そうしているうちに、頭の中に駄洒落が浮かんできた。この苦しい雰囲気をどうにかしたい。
「あ、あの、殿下」
「ん?」
「【ダンス】は練習すれば、【だん】だんと上手くなりますよね!」
「……」
空気が微妙に固まった。
アンジェリンは少しだけ時間を戻したくなった。
――もうだめ。失敗した。消えてしまいたい。余計なことを言わなければよかった……。
フェールは一瞬、不思議そうな顔をしたが、顔を崩してゲラゲラ笑い出した。
「くっ……あはははは! 静かだと思ったら、駄洒落を考えていたのか。本当におもしろいやつだ」
「お、お、お許しくださいませ。私、ダンスより、駄洒落を考えている方が得意です。舞踏会などに出た経験もなくて……」
フェールは笑い続けながらも、ダンスをやめない。
「この私と踊っている最中に駄洒落を言った女性は初めてだ。なんと貴重な人材か」
フェールの笑いはなかなか止まらない。アンジェリンは照れ隠しに自分もひきつった笑い声を出してしまった。自分の裏返ったおかしな声音の笑い声が、頭の中でいつまでも響いている。

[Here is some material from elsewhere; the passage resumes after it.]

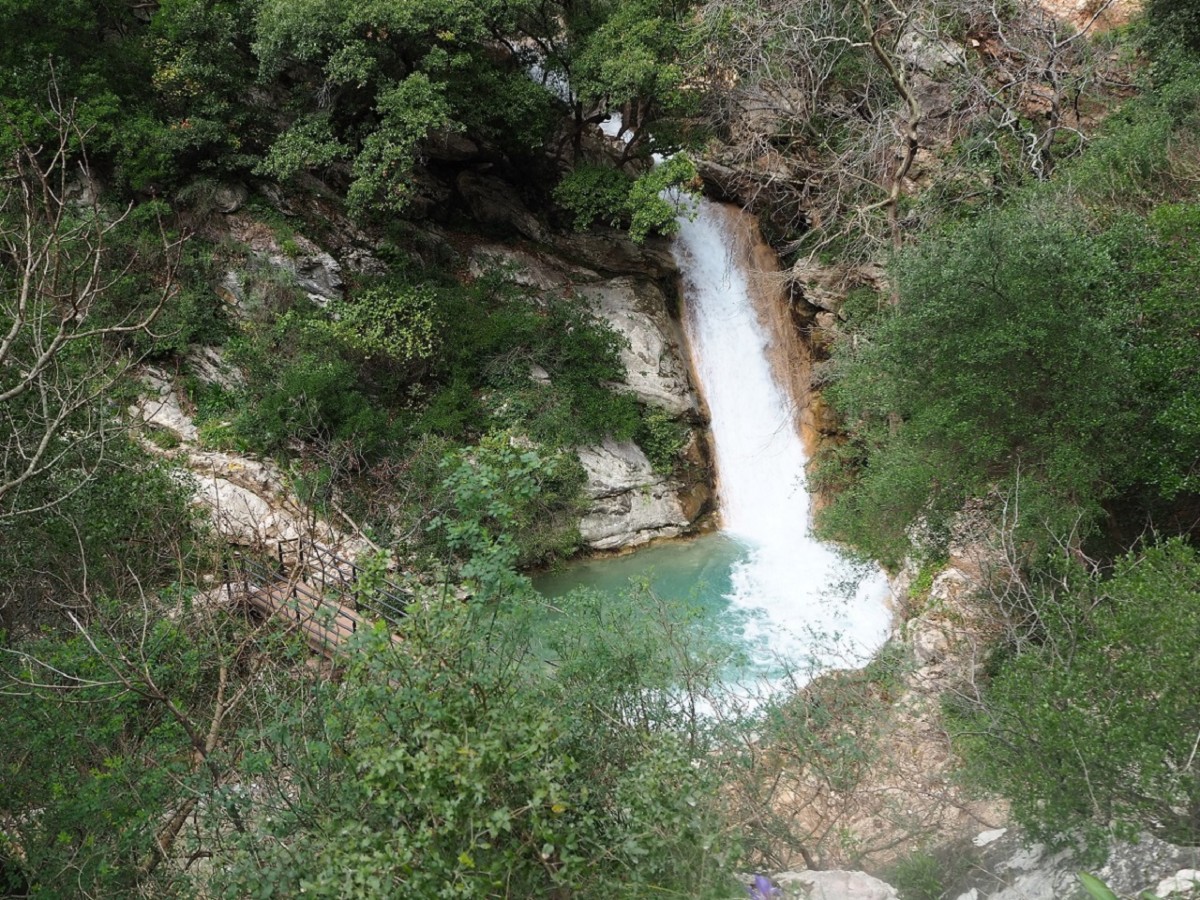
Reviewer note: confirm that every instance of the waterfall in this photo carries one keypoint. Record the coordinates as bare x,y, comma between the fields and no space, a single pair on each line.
801,597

握られた手はさらに熱を持ち、自分の手汗がしたたり落ちそうだ。
「こんなので申し訳ありませんでした」
「謙遜しなくていい。私はそなたが侍女でよかったと思う。有名貴族の令嬢だったとして着飾って舞踏会になど出てしまったら」
フェールは言葉を切り、ようやく動きを止めた。
「中へ入る」
フェールは、アンジェリンの手を引いて室内へ戻った。
「あの、では私はこれで」
アンジェリンは帰ろうとしたが、フェールはまだその手を離さなかった。
「まだ帰るな。そなたといると心が安らぐ。私は毎日、そなたと過ごすわずかな時間を待ち望み、そなたが非番の日はさみしくてどうしようもない自分と向き合わねばならない。そなたが誰かのために駄洒落を言うかもしれないと思うと、胸が焼けるような息苦しさに苛まれる」
「今後は駄洒落を一切やめろ、とおっしゃるならきっぱりやめます」
「違うのだ。私はそなたが誰かと楽しく駄洒落を言い合うことを禁じたいわけではない。だが、私は……」
フェールはアンジェリンの手を取ったまま片膝をついて跪き、その手の項に唇を押し当てた。「今までこのような気持ちを抱いたことはなかった。そなたのことになると私は些細なことでも許せなくなる。そなたには感謝しているのだが」
「殿下っ! わ、私はそんなたいしたことをしておりません。おやめください。いやしい侍女に対して膝を折るなんて、いけません。私はただ、駄洒落を適当に言っているだけです。殿下に喜んでいただけたなら、それ以上のことは望んでおりません」
――私は殿下の道化師だから。
手を引っこめようとしたアンジェリンだったが、強く手をつかまれた。
「アンジェリン、真面目な話をしよう。私は、これからもそなたと共に過ごす時間をもっと持ちたい」
フェールの琥珀色の目が、瞬きひとつせず、アンジェリンを焼き尽くすように強い光を放っている。
フェールはアンジェリンの手を握って跪いたまま、低い声で告げた。